AlexeyAB commented 4 years ago

It seems RaspberryPi4 (4 Threads) can processes yolov4-tiny (int8, 416x416) with 4 FPS by using TFLite: https://github.com/PINTO0309/PINTO_model_zoo#3-tflite-model-benchmark

RaspberryPi4 + Ubuntu 19.10 aarch64 + 4 Threads + yolov4_tiny_voc_416x416_integer_quant.tflite Benchmark Timings (microseconds): count=50 first=233307 curr=233318 min=232446 max=364068 avg=243522 std=33354

TF models:

Just interesting to compare TFLite with NCNN.

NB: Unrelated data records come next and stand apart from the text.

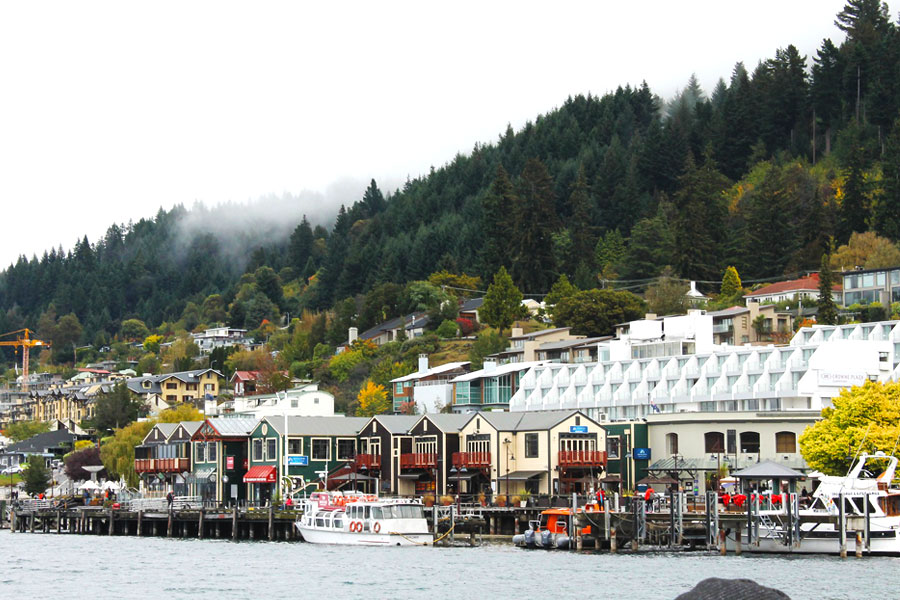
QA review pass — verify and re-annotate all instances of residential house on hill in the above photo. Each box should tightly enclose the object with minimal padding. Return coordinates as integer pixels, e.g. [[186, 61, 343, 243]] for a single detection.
[[488, 327, 585, 364], [391, 354, 470, 413], [744, 273, 841, 306], [836, 266, 900, 306]]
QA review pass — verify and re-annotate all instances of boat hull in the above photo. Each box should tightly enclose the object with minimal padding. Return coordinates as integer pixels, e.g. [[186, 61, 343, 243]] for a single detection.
[[725, 529, 900, 556], [295, 523, 434, 546]]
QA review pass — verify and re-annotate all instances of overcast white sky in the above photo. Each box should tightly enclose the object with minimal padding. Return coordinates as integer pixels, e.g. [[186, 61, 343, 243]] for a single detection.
[[0, 0, 872, 268]]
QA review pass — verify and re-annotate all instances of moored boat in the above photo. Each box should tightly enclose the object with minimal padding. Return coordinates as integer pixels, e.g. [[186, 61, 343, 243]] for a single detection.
[[727, 452, 900, 555], [296, 492, 433, 546], [513, 504, 603, 550]]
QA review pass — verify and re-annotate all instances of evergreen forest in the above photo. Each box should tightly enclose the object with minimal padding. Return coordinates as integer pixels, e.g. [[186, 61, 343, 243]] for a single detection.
[[0, 0, 900, 365]]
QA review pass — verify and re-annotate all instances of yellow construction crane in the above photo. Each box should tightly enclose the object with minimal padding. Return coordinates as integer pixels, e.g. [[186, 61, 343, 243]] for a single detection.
[[0, 329, 50, 392]]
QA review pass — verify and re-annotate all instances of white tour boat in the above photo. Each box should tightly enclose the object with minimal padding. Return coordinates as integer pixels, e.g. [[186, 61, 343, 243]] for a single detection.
[[295, 492, 434, 546], [728, 452, 900, 555]]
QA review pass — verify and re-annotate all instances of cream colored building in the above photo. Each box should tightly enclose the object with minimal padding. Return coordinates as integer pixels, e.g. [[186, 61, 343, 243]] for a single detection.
[[460, 410, 606, 495], [646, 411, 820, 494]]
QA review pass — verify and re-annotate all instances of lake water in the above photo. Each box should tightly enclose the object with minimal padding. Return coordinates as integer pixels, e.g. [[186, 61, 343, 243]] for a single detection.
[[0, 530, 900, 600]]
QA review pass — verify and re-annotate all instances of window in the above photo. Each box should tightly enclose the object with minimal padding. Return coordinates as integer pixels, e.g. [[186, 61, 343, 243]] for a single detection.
[[606, 437, 619, 459], [525, 433, 539, 458], [338, 439, 356, 460], [666, 433, 678, 455], [741, 431, 759, 454], [312, 438, 331, 460], [775, 431, 797, 454], [703, 431, 725, 454]]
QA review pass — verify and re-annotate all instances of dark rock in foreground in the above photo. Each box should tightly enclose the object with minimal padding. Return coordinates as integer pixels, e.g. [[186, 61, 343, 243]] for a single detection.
[[675, 577, 790, 600]]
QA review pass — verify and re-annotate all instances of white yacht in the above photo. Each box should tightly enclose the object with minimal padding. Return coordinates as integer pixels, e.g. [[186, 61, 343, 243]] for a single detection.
[[728, 452, 900, 555], [295, 492, 434, 546]]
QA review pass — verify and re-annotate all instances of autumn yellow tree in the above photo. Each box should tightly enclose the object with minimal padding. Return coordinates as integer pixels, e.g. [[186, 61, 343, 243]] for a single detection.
[[356, 380, 391, 417], [800, 382, 900, 475]]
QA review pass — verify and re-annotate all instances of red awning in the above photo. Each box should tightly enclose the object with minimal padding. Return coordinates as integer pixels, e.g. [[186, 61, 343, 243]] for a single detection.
[[244, 465, 275, 483]]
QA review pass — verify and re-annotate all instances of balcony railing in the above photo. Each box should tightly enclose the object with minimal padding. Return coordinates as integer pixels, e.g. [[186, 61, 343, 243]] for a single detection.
[[356, 454, 381, 470], [453, 452, 491, 469], [557, 450, 606, 467], [400, 452, 437, 469], [134, 458, 191, 473]]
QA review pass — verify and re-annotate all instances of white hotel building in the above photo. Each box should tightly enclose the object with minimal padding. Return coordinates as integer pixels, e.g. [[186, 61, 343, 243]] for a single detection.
[[509, 310, 900, 421]]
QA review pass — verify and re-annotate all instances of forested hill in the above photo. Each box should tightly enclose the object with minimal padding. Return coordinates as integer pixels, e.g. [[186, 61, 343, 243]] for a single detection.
[[0, 0, 900, 356]]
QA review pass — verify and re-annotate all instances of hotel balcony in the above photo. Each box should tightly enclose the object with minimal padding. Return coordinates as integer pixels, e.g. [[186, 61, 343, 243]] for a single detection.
[[453, 452, 491, 469], [354, 454, 381, 471], [557, 450, 606, 469], [134, 458, 191, 473], [400, 452, 437, 469]]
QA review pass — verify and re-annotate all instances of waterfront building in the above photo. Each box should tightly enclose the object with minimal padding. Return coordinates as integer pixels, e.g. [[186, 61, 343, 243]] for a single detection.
[[510, 311, 900, 421], [354, 415, 420, 494], [391, 354, 470, 414], [191, 417, 258, 504], [243, 415, 369, 504], [397, 413, 477, 496], [134, 421, 207, 496], [454, 410, 606, 495], [646, 410, 820, 495]]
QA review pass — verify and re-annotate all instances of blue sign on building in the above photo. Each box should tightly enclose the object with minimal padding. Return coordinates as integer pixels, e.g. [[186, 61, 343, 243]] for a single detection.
[[632, 448, 650, 460]]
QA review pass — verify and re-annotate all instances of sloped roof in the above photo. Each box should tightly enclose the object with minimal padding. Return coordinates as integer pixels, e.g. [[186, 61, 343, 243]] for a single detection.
[[207, 417, 259, 437], [391, 361, 470, 383], [744, 273, 842, 298], [420, 413, 472, 433], [450, 360, 549, 383], [6, 429, 77, 454], [461, 409, 593, 431], [509, 327, 568, 340], [731, 460, 806, 479], [370, 415, 421, 433], [264, 416, 370, 436], [459, 297, 484, 312]]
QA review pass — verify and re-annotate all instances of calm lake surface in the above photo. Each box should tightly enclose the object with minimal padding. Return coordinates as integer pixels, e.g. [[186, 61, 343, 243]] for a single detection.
[[0, 530, 900, 600]]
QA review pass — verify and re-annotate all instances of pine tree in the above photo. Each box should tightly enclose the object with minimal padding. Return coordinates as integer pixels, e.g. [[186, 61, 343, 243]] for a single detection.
[[816, 254, 838, 325], [478, 267, 522, 335], [481, 165, 518, 275], [511, 158, 558, 293], [719, 267, 741, 298]]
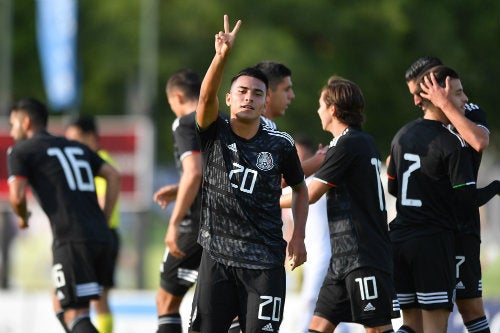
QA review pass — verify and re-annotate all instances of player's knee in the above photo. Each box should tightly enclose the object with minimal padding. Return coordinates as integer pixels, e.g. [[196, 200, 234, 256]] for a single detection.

Lowell-IC commented 4 years ago

1602672919(1) @AlexeyAB @dog-qiuqiu Hello! I am sorry to bother you. I want to ask that is it depthwise convolution in the picture if I change the left into the right? The answer is very important to me. Looking forward to your reply. Thanks a lot.

LYH-depth commented 3 years ago

@Lowell-IC brother do you get your anwser?